Walk to the back yard and you'll notice that this couple enjoys working outside. A closer look reveals a bit more.

"Everything you see here, we built," he said, pointing at the workshop, a shed, numerous benches and trellises, a gazebo all but the swimming pool and tennis court.

To say these two are handy around the house would be an understatement. The Longs have taken things that other people would send straight to the landfill and used them to make an outdoor showplace.

Take the shed, for example. When a neighbor tore down his fence about six years ago and was ready to throw out his scrap lumber, George asked if he could have it instead. A short time later, he had a convenient place to store various gardening tools and supplies, along with a number of fascinating things found in the dirt.

Having spent so much time digging for their assorted planting projects (George says Ellen is the gardener, and he's just the "strong back"), they have unearthed a few tools that were left decades earlier by whoever lived or worked there. Pieces of an old hoe, or a pair of pliers used only for square bolts these and other items hang on the outside wall of the shed to give the area a more rustic feel.

The gazebo that sits in the back yard has perhaps an even more fascinating history. It grew out of a photo in a magazine, with the help of a very old house in another county.

Ellen saw a picture in Southern Living of a gazebo in Newnan. She took it to George and said, "Build this." To this day, they have never seen the original structure in person.

So he went to work, and once again his neighbor was a big help. It seemed the neighbor's son had bought an old house somewhere between here and Columbus and was having to tear down a great deal of it to renovate it. "If you want any of the old lumber or bricks, just drive down there and you can have it," he said.
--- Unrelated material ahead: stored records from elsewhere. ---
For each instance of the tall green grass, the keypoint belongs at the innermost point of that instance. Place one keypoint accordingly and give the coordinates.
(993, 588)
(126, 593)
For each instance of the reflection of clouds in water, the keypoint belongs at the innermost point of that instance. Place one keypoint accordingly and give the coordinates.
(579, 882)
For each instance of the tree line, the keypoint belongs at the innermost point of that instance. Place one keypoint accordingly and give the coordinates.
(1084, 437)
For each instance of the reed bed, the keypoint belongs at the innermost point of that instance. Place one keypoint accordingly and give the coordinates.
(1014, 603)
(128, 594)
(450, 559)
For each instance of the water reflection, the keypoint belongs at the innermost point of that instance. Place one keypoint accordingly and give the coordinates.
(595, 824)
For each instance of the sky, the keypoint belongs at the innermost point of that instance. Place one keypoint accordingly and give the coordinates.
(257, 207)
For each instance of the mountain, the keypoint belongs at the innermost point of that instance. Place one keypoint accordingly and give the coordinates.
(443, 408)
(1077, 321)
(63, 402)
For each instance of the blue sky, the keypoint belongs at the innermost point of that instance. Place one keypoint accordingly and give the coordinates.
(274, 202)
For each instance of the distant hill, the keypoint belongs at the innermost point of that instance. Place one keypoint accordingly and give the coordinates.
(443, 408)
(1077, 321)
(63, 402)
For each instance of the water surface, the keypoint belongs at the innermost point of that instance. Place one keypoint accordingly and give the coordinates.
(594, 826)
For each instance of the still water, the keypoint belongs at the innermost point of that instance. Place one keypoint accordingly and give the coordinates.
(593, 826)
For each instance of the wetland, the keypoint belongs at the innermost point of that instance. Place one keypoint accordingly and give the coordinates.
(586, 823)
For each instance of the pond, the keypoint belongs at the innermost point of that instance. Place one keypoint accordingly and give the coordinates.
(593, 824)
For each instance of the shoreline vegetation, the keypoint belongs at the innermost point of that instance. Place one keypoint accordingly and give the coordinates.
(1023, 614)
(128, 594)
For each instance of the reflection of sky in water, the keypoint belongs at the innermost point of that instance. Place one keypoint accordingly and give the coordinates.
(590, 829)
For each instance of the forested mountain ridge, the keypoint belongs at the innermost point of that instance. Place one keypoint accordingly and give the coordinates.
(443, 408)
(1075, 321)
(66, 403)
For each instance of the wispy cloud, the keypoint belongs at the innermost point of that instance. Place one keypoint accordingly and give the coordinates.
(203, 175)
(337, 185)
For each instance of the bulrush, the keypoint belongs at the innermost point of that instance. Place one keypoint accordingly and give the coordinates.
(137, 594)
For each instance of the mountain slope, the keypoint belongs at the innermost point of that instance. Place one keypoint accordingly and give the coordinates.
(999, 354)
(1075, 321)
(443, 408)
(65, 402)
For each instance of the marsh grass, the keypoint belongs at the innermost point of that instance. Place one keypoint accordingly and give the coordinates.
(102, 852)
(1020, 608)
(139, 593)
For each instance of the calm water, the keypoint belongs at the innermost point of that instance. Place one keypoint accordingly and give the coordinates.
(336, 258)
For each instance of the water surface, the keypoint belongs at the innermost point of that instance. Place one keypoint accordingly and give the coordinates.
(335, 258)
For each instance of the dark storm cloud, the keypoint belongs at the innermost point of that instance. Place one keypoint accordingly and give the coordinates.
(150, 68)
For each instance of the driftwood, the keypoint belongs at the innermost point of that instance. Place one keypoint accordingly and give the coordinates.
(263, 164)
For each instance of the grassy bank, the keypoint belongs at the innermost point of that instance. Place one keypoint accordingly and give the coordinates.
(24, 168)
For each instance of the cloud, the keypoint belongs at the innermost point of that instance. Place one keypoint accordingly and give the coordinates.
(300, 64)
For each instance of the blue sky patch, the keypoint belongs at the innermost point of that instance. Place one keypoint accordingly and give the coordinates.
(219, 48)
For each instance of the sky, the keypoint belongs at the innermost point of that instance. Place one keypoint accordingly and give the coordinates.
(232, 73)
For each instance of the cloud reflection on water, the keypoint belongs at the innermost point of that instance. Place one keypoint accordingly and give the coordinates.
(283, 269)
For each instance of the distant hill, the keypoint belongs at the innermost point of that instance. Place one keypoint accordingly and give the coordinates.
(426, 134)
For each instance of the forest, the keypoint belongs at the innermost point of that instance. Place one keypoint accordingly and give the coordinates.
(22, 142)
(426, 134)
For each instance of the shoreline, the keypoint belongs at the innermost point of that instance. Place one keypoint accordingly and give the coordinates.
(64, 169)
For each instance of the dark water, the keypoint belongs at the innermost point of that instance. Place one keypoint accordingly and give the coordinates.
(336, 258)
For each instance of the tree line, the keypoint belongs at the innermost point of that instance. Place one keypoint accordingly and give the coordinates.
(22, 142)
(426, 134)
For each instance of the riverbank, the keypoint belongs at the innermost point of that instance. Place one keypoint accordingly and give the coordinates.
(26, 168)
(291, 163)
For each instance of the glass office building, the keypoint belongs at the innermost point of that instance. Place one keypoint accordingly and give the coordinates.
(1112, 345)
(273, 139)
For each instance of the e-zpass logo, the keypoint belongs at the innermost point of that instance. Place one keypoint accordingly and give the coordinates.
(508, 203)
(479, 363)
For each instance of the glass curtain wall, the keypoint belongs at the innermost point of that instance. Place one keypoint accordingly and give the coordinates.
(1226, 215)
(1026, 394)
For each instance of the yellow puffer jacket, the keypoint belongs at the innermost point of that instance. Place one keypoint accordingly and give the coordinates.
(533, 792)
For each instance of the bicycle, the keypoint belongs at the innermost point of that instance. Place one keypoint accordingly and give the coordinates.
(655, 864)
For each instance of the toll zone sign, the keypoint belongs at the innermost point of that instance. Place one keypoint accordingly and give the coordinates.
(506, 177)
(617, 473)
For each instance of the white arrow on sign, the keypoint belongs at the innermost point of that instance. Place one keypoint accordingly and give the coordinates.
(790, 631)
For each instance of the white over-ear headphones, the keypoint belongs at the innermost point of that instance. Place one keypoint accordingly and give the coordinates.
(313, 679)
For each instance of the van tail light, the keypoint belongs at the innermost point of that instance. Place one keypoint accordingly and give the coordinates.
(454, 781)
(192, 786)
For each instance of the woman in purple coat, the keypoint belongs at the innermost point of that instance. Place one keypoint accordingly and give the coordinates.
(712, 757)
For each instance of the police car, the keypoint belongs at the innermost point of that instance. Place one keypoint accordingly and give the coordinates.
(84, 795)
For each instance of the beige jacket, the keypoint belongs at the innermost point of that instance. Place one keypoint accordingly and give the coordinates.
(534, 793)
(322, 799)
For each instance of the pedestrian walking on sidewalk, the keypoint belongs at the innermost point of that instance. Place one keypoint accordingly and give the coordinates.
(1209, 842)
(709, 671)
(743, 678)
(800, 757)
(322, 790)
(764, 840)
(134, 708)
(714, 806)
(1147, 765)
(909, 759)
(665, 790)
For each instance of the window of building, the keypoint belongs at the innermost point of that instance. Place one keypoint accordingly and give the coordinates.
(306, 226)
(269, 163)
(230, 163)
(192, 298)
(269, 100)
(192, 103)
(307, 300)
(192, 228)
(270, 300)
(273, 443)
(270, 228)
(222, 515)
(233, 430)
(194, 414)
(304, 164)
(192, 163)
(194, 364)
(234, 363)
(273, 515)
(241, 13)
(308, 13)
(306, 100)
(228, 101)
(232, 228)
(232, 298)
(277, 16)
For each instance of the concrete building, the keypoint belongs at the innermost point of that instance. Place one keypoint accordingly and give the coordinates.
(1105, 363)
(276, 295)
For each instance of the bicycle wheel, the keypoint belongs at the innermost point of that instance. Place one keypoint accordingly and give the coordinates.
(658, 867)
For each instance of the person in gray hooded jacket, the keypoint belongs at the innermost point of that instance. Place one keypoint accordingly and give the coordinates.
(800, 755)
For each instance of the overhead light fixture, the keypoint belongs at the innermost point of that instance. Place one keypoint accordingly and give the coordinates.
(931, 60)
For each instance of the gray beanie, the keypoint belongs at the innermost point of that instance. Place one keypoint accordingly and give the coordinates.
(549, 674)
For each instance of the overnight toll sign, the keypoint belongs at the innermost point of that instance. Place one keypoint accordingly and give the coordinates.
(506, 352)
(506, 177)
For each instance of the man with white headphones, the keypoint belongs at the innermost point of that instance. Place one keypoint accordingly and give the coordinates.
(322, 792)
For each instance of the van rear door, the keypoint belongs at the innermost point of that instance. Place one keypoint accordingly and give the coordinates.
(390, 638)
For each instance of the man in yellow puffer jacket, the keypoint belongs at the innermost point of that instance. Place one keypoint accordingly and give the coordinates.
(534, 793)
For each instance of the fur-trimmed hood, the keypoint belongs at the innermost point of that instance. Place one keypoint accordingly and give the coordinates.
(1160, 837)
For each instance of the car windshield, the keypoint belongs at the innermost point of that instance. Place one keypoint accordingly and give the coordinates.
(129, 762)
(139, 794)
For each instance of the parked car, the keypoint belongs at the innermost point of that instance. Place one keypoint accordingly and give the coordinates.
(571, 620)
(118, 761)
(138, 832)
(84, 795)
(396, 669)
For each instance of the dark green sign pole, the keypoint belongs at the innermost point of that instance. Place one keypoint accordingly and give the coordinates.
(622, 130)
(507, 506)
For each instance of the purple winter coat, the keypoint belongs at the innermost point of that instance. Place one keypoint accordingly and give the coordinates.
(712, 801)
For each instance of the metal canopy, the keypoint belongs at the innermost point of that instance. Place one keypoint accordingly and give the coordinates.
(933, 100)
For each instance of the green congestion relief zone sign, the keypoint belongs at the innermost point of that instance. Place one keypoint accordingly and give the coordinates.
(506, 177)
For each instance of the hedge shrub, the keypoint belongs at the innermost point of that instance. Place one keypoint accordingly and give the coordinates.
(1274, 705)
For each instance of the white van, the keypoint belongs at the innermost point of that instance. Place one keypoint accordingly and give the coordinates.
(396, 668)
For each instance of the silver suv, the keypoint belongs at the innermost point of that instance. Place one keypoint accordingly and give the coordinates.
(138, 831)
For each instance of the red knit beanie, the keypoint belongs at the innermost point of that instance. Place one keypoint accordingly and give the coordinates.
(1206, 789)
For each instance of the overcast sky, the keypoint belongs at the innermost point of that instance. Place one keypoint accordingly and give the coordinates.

That was all George needed to hear. He brought back scores of old bricks from several fireplaces that stood in the old house, plus a lot of lumber. The results of that trip can be seen all over the Longs' 2.5-acre property.

As for the gazebo, a glance at the ceiling from the inside reveals burn marks on the wood from where it made up the wall behind the stove of the old house. "I thought about painting it, but I decided it looked better as it was," George said. "Now it's got a story behind it."

Bricks from the house surround the gazebo, and are also scattered throughout the garden and around the fountain in the Longs' front yard. They have a unique, aged look also.

One way to tell how old the bricks are, George says, is by seeing how they react to moisture and cold. If they get wet and freeze, the older bricks, which were made differently than modern bricks are made, can split. Then he replaces them.

The furniture inside the gazebo is made completely out of lumber from the same old house. Other garden benches in the back yard were made that way as well, and George is still using lumber from the old house to build things today.

George and Ellen recently were the subject of some attention when a huge white oak tree in their back yard was measured and found to be one of the largest trees in Georgia. It's one of 42 varieties of trees found on the property, George said.

One of the Longs' biggest projects underway now is the development of a "garden parterre," which is a French term for a garden that is symmetrical in its layout. When completed, this garden will have a round center area surrounded by four even corners, and observers will be able to walk around and through it to admire the various plant arrangements.

A kind of trellis, called a tuteur, is a common sight in the Longs' back yard. George has built a number of these structures that he has not even set up yet, and others for friends who ask him to.

This project also originated from a picture Ellen showed him, and after tweaking the design slightly to suit him, he came up with an excellent device to help give their gardens a third dimension allowing plants to grow farther up and even wrap around each trellis.

Across the driveway from the front yard fountain sits a stone wall, about two feet high and 60 feet long, running along the side of the driveway. The fact that it sits there at all is almost an accident.

Soon after moving in some 17 years ago, George was digging in the front yard when he came upon a large stone buried in the ground. The more he dug, the larger the stone became.

He unearthed that stone, then another appeared. When all was said and done, the entire stone wall was found underground, each piece lying on its side, in essentially the same order they now sit above the ground.

George stood them upright, cleaned them up, and added some mortar so the soil behind them (the ground is raised on the other side of the wall from the driveway) would not wash through the gaps. Today it looks like new. "I have no idea why it was buried in the first place," George said.

Maybe it's just to provide one more interesting story to go with one more interesting home project. As you pull out toward the highway and take one last look toward the house, you see the stone wall. And when you think about it later, you can't help but wonder what the Longs might be digging up today.